Finding Your Creative Inspiration: Tips and Techniques

What is inspiration and how do we get it? Everyday experiences can trigger it – but it’s not about lifting ideas from others. For my short story, How?, I was inspired by a number of circumstances and sources: my own fear of heights, the terrifying dilemma of the wonderful short story, The Vertical Ladderby William Sansom – one that I have read to many children over the years, and the ridiculous exploits of extreme ‘rooftopper’, Angela Nikolau and others who risk their lives for social media glory. 

Inspiration can be difficult to find and yet, it will emerge from the most unlikely places. For example, I have found that allowing ideas or challenges that are part-formed in my mind to ‘cook’ overnight or even a longer period often produces an outcome without any significant conscious effort on my part. Taking what arrives and then working with it is where the hard work begins and sometimes the challenge is even greater than you had at first thought. From my own experience, I found that tackling the third instalment of my scifi series for teens – Xalata Orbit and Melody Fret – was more than I had bargained for and the draft still remains incomplete. Shall I finish it? I sincerely hope so since it is highly topical – the rise of Advanced Machine Intelligence. When I first began it, AI was only in a fledgling state and I was stimulated into action by the writings of people like Yuval Noah Harari and Adrian Tchaikovsky. They and others had firmly convinced me that AI could be the end of mankind and I wanted to write a scenario, with my characters, where that challenge was addressed.

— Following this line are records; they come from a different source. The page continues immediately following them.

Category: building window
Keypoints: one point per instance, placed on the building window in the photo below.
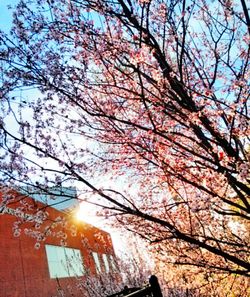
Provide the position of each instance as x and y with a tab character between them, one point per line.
64	262
106	262
97	262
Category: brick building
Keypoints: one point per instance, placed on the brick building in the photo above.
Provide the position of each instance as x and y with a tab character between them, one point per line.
44	250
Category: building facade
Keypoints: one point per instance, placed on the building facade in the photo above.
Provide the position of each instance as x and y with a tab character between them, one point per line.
45	252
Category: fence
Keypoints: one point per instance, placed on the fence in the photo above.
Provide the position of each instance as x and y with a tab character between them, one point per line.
151	290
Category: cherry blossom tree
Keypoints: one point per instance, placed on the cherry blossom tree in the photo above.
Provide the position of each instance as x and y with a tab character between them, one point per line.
153	95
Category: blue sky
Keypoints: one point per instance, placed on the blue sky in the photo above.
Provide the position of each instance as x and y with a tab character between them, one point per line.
6	14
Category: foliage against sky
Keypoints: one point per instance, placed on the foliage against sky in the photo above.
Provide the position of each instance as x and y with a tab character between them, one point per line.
155	93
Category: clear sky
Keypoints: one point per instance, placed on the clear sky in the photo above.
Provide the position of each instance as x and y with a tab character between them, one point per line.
6	14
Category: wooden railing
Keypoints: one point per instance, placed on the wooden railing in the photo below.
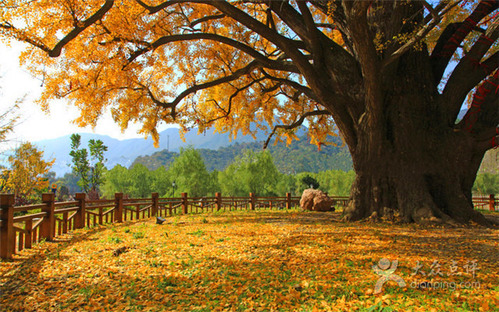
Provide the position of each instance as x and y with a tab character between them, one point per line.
489	203
22	226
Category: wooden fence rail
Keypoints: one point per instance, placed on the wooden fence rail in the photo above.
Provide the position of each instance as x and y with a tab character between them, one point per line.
22	226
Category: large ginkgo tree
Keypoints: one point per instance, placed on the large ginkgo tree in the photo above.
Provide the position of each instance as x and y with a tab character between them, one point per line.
390	77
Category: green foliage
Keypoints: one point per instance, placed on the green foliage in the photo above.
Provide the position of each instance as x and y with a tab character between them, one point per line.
90	172
299	156
190	174
140	176
336	182
250	173
117	180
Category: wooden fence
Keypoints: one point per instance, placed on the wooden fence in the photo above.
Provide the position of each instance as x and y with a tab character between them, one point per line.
22	226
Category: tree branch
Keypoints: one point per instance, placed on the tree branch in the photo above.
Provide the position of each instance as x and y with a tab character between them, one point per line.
205	19
285	66
469	72
483	113
452	37
417	37
195	88
79	27
159	7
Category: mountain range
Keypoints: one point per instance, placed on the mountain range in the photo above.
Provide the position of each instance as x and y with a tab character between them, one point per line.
125	152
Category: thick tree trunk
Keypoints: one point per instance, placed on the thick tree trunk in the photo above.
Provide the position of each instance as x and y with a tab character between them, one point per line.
415	166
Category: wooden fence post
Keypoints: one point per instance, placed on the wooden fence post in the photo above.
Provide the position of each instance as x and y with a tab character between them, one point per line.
118	204
7	238
252	201
218	201
184	203
48	224
155	199
80	214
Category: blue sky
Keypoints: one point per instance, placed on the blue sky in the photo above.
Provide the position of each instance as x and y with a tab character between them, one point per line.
15	83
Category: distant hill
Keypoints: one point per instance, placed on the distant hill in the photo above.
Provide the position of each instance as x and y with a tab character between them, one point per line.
124	152
300	156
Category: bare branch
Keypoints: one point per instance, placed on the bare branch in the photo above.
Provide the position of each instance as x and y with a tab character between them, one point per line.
286	66
295	124
195	88
206	18
453	36
159	7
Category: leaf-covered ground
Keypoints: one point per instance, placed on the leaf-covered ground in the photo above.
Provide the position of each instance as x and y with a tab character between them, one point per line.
255	261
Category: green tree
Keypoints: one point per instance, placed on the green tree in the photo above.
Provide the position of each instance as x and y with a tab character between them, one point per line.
142	182
250	173
161	182
375	71
91	172
486	183
189	173
117	180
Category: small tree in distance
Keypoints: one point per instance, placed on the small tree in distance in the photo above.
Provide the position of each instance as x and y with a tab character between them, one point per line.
390	76
90	172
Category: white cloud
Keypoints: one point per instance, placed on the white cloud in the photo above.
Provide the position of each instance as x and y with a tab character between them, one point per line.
36	125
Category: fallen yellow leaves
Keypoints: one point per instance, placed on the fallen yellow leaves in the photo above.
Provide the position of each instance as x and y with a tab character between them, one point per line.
250	261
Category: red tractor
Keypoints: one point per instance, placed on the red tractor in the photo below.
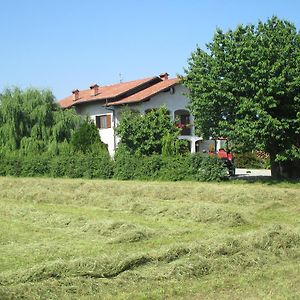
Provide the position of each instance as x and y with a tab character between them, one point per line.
217	148
228	160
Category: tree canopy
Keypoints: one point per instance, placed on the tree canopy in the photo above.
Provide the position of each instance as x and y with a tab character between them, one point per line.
246	87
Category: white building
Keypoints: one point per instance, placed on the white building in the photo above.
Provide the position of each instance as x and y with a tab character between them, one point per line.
104	105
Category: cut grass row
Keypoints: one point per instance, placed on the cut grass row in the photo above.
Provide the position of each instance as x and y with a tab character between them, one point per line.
112	239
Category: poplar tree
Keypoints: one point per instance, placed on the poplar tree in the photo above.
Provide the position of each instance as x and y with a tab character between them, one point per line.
246	86
32	121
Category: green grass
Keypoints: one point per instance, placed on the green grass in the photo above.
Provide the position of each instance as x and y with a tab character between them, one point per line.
88	239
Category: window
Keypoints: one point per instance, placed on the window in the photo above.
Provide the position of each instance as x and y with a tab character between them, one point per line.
103	121
182	119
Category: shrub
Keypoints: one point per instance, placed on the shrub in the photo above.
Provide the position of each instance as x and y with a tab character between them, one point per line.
250	160
174	168
211	169
35	165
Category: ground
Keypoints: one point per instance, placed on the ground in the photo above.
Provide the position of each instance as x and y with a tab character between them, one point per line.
92	239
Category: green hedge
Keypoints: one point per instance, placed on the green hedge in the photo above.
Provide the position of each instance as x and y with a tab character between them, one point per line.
172	168
125	166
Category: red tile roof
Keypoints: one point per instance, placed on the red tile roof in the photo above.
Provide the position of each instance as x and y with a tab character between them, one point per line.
122	93
148	92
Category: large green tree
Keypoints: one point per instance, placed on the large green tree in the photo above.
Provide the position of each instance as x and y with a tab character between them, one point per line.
246	87
31	121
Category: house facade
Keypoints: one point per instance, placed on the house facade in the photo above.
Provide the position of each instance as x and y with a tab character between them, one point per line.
104	105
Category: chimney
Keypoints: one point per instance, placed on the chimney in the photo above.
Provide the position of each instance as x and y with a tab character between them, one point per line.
164	76
75	94
94	89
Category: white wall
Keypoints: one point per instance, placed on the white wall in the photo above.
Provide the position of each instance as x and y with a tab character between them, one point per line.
173	101
95	109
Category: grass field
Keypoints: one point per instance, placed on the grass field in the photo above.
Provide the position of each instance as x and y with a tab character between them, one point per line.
84	239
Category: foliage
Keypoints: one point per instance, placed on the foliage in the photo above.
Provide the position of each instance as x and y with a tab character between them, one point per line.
211	169
246	87
128	166
31	120
150	133
250	160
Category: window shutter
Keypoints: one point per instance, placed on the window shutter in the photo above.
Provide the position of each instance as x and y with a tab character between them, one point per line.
108	121
98	122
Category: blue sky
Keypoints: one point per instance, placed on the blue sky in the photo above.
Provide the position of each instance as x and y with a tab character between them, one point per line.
68	44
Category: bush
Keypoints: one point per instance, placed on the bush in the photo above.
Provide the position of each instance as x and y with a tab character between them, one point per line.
251	160
211	169
35	165
174	168
128	166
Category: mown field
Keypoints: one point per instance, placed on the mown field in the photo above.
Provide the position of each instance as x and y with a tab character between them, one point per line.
85	239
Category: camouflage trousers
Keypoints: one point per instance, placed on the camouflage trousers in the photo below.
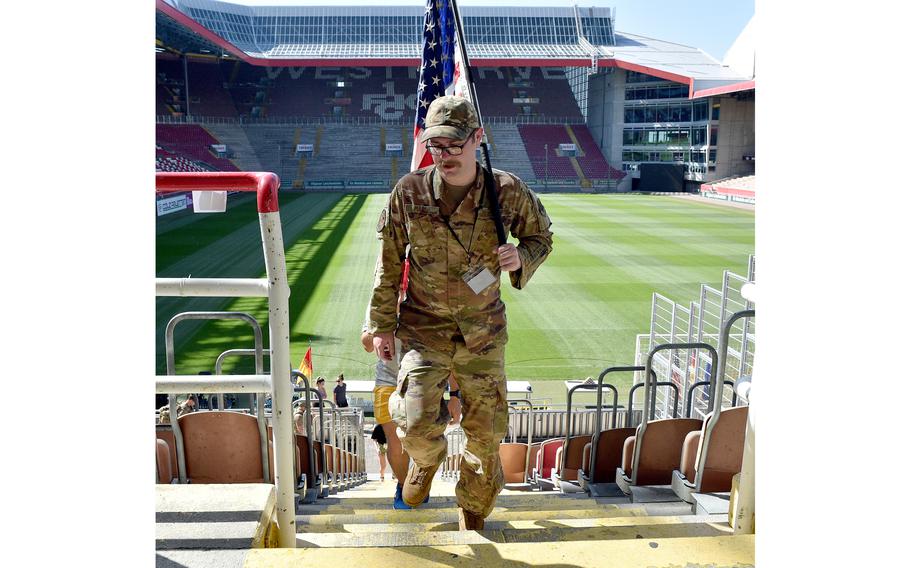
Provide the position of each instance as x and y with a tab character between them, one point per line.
419	411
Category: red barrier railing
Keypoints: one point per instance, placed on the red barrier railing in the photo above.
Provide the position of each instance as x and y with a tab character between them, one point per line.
265	184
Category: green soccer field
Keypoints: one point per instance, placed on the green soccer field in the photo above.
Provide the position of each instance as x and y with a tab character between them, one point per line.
579	314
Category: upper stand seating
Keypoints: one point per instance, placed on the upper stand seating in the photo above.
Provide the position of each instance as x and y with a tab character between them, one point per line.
593	163
192	142
546	162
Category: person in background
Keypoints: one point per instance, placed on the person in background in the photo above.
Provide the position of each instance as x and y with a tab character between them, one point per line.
341	392
187	405
299	426
381	446
386	382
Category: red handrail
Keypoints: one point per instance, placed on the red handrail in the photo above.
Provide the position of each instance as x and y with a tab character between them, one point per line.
265	184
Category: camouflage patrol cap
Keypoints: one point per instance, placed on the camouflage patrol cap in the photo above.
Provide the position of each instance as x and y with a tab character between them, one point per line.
450	117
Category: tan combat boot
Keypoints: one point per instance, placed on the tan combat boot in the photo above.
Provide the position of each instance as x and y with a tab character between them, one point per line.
417	484
468	521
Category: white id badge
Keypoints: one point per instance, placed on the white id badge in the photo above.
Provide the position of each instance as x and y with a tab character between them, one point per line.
479	278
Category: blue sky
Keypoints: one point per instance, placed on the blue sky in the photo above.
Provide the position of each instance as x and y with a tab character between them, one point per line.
711	25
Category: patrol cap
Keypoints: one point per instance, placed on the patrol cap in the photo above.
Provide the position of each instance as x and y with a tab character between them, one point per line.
450	117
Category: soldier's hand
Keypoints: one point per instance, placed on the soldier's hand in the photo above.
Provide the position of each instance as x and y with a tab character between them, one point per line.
508	257
384	345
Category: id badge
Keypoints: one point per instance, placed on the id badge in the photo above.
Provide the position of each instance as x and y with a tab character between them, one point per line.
479	278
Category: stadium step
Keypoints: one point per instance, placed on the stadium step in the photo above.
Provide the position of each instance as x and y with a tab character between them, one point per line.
360	525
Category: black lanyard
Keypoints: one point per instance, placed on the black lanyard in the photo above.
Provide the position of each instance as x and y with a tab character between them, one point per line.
467	249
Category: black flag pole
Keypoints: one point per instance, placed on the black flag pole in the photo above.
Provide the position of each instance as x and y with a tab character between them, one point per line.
490	182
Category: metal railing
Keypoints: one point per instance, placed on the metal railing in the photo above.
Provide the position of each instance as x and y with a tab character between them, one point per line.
355	120
274	287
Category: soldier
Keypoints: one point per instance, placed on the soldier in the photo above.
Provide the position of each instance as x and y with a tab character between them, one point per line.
453	320
188	405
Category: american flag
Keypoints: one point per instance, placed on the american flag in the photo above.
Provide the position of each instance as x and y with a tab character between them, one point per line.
441	70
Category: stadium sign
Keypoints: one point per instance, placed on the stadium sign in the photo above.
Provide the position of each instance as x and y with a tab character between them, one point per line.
171	204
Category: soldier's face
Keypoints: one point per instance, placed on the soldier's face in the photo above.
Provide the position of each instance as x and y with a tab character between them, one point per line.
460	169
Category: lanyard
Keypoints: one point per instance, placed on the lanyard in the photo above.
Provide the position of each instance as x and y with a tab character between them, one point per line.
467	249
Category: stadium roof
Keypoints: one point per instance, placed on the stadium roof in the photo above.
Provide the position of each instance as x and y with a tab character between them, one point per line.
343	36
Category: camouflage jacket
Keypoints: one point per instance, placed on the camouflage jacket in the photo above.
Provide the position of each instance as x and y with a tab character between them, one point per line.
439	304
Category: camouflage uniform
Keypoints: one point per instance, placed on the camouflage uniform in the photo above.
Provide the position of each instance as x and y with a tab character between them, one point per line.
444	326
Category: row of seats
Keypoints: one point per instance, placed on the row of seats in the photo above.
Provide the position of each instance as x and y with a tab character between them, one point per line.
225	447
668	456
192	143
233	89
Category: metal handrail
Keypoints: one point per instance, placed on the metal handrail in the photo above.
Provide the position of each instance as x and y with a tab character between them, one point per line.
598	424
171	370
653	389
719	374
308	427
274	287
219	362
690	395
530	430
639	435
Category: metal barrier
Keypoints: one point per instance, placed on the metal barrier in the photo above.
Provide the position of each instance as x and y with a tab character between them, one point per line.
171	370
654	384
274	287
695	385
650	400
716	392
530	431
219	363
599	424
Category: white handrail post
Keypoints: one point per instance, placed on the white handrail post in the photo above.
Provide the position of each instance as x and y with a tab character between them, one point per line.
279	340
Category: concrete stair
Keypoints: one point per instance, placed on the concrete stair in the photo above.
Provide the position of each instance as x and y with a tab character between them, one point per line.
526	528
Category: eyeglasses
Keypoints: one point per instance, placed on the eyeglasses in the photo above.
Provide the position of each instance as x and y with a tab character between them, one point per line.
453	150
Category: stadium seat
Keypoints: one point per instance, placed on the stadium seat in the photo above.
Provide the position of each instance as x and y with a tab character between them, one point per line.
722	458
222	447
609	454
546	460
661	447
514	466
571	458
165	433
163	461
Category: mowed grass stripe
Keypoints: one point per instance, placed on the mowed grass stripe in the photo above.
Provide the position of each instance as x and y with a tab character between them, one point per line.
226	249
579	314
592	295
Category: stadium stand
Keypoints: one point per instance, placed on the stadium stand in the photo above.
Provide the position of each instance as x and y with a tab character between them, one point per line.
541	142
192	142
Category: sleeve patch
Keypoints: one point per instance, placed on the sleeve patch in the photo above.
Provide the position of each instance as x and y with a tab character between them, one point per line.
383	220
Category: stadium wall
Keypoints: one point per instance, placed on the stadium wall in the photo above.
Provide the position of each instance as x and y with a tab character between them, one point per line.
606	96
735	138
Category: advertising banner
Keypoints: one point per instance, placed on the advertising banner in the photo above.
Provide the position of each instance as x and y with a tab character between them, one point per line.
172	204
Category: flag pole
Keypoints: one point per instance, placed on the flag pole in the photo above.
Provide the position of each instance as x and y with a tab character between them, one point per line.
488	169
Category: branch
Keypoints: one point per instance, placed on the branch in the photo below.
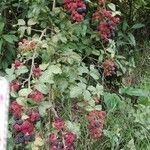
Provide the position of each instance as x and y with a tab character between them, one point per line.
54	4
51	98
32	63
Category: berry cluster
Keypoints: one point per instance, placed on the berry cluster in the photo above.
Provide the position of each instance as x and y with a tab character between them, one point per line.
61	139
36	71
36	96
96	123
17	64
14	86
24	130
109	67
76	8
107	22
16	109
27	45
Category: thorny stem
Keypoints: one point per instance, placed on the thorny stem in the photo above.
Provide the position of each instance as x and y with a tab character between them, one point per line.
51	99
32	63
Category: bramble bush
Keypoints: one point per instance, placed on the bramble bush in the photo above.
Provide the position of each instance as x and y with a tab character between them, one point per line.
66	84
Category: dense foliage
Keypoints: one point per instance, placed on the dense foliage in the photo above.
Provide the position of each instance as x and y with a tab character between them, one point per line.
66	62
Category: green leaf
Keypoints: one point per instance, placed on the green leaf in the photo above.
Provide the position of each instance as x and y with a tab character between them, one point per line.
21	70
47	77
9	38
134	92
73	127
112	101
137	26
24	92
55	69
75	91
43	107
42	88
131	39
21	22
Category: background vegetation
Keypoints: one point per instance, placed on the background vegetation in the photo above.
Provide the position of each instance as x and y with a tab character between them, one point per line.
70	57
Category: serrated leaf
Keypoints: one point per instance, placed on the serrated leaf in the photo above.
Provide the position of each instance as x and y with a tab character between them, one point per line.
75	91
112	101
9	38
73	127
55	69
131	39
42	88
43	107
24	92
134	92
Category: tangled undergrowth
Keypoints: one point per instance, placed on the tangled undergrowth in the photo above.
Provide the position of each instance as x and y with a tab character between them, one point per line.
67	84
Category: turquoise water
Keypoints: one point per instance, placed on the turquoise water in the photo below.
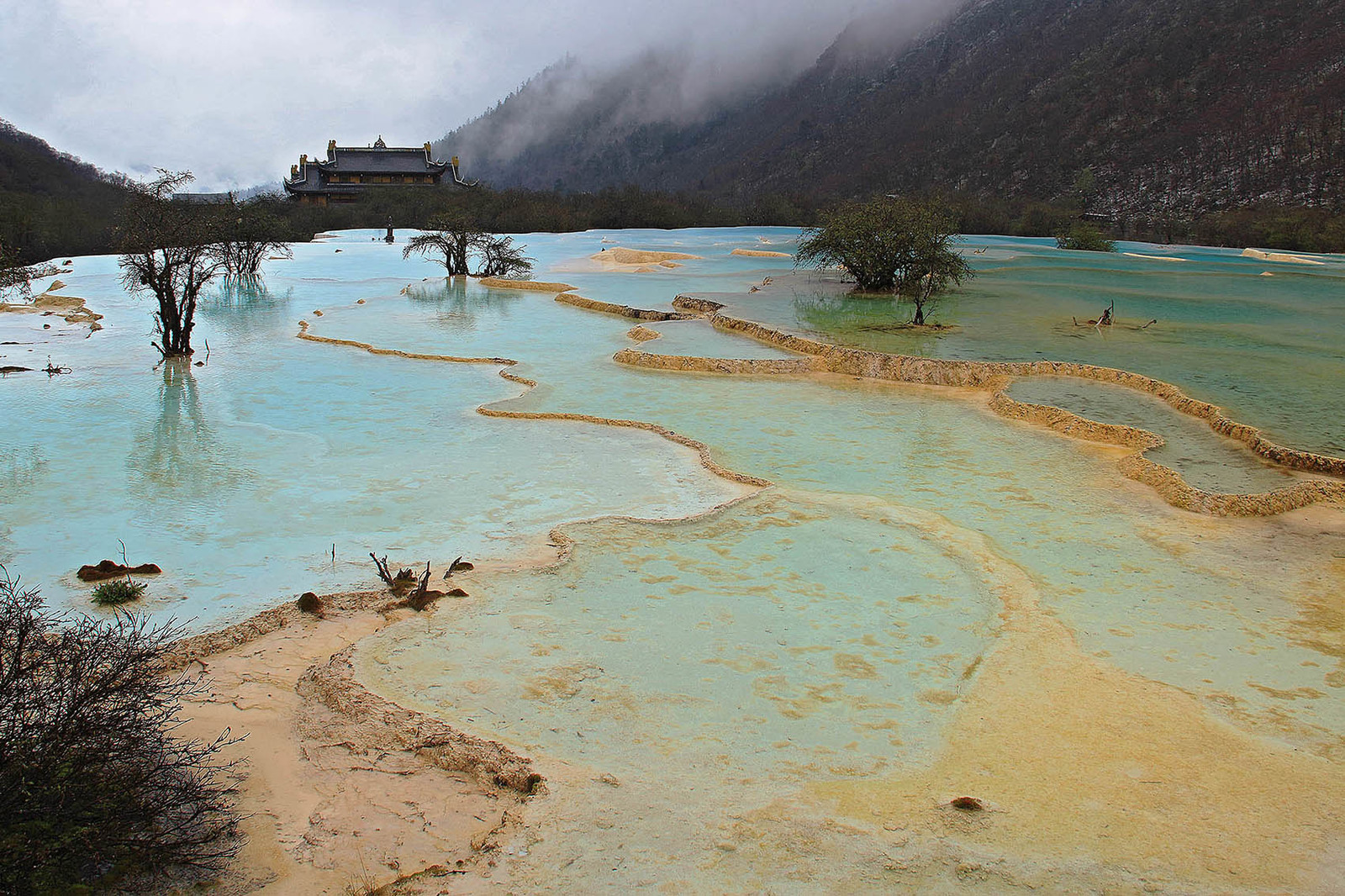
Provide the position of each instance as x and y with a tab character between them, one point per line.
1204	458
826	627
1270	350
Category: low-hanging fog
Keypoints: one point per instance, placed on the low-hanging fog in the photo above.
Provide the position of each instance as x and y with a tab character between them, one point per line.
235	91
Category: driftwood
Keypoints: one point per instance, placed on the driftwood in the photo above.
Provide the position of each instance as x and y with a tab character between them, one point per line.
1106	319
404	579
421	598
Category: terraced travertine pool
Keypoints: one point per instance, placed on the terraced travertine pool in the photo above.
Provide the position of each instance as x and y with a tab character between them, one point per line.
733	688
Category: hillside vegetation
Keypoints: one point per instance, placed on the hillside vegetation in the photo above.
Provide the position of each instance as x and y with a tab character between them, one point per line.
1177	109
50	202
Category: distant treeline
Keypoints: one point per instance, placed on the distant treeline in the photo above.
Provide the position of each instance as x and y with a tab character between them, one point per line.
53	206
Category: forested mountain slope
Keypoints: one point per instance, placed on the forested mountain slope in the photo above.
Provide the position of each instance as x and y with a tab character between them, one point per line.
51	203
1177	108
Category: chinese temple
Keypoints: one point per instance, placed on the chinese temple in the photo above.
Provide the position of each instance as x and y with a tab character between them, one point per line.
349	171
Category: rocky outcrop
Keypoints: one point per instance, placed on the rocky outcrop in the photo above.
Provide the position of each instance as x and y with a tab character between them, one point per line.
334	685
112	569
622	311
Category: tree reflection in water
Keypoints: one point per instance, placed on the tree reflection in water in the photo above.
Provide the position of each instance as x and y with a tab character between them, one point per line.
455	307
873	322
179	463
241	307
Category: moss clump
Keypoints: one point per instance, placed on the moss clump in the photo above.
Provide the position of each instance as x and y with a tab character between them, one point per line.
118	591
311	603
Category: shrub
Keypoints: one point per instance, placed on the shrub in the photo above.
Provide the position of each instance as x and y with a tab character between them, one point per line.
96	790
118	591
311	603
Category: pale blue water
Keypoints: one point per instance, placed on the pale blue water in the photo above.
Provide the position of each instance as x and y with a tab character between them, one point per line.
825	627
1270	350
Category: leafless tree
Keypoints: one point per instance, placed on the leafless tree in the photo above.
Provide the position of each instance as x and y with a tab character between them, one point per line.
450	237
502	259
249	239
94	784
171	249
456	241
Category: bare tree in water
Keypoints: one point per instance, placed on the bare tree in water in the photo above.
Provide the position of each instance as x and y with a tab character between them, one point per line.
171	249
249	239
452	241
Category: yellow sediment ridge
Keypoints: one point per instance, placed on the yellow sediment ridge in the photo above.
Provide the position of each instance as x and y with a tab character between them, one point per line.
760	253
303	334
938	372
642	334
703	451
619	256
342	783
706	461
1137	255
623	311
1281	256
997	376
533	286
820	356
1129	777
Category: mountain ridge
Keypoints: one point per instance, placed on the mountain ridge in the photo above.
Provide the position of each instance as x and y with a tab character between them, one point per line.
1174	107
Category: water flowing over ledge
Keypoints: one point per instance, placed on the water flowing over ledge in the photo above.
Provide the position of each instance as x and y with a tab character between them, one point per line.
820	356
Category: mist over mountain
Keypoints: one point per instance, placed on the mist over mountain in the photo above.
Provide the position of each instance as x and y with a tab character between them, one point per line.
51	202
1174	108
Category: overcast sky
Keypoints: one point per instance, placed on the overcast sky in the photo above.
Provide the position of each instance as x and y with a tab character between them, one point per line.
235	89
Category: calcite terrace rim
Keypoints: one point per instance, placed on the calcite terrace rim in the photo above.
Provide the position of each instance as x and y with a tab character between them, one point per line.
820	356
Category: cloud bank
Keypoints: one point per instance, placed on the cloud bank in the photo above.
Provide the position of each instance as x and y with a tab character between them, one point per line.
235	91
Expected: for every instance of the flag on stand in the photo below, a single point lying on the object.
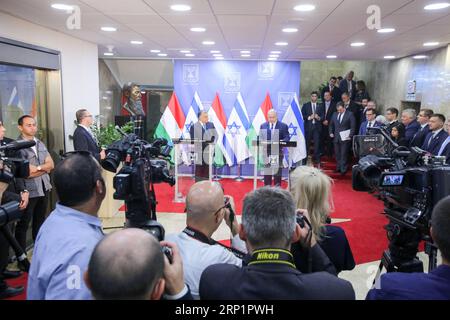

The inspiration was there but my technical knowledge fell short and so I have had to conduct significant research in order to provide credible and authoritative fiction for my readers. It’s hard work. And this is true for any truly creative activity. Getting the initial stimulus is good but following through takes effort and sweat and yes, sometimes tears. So, how best to nurture your own inspiration? Here are some thoughts:

  • Read widely around a potential subject that interests you. There may be some small avenue, a detail, a passing moment in the narrative, that triggers your own thoughts and creative juices. Don’t lift other artists’ ideas though
  • Open your mind to the possibility of innovation – make the conditions right, provide fertile ground and then let the ideas in. Observe and let the people, situations and contexts that you see make an impression that can be food for your creative activity 
  • Brainstorm your way to success. It’s not fashionable to call it that, but bounce around ideas by jotting them down – nothing is too absurd, too stupid or too out there. Let your mind run wild
  • Collect seeds, ready to be sprinkled into fertile ground when the opportunity arises. Take notes (I use Apple Notes on my iPhone) and jot down thoughts as they occur to you. Revisit them from time to time until they form something more coherent and fit into the plan of an idea

People talk of ‘writer’s block’ but I don’t believe in that particularly. I think it is simply a lack of manifestation of new ideas and you have probably not opened your mind sufficiently to make things happen. I have read in numerous places that if you feel you have writer’s block, simply sit down and write. Anything. Just write. It might be complete blither but it also might eventually trigger other ideas that then lead you back into your original pathway … or perhaps into a new one entirely. Creativity is a gift that comes unlooked for and is fed by imagination, experience and dedication. Thomas Edison once famously said that “Genius is one percent inspiration and ninety-nine percent perspiration.” The same could be said of any aspect of the creative process.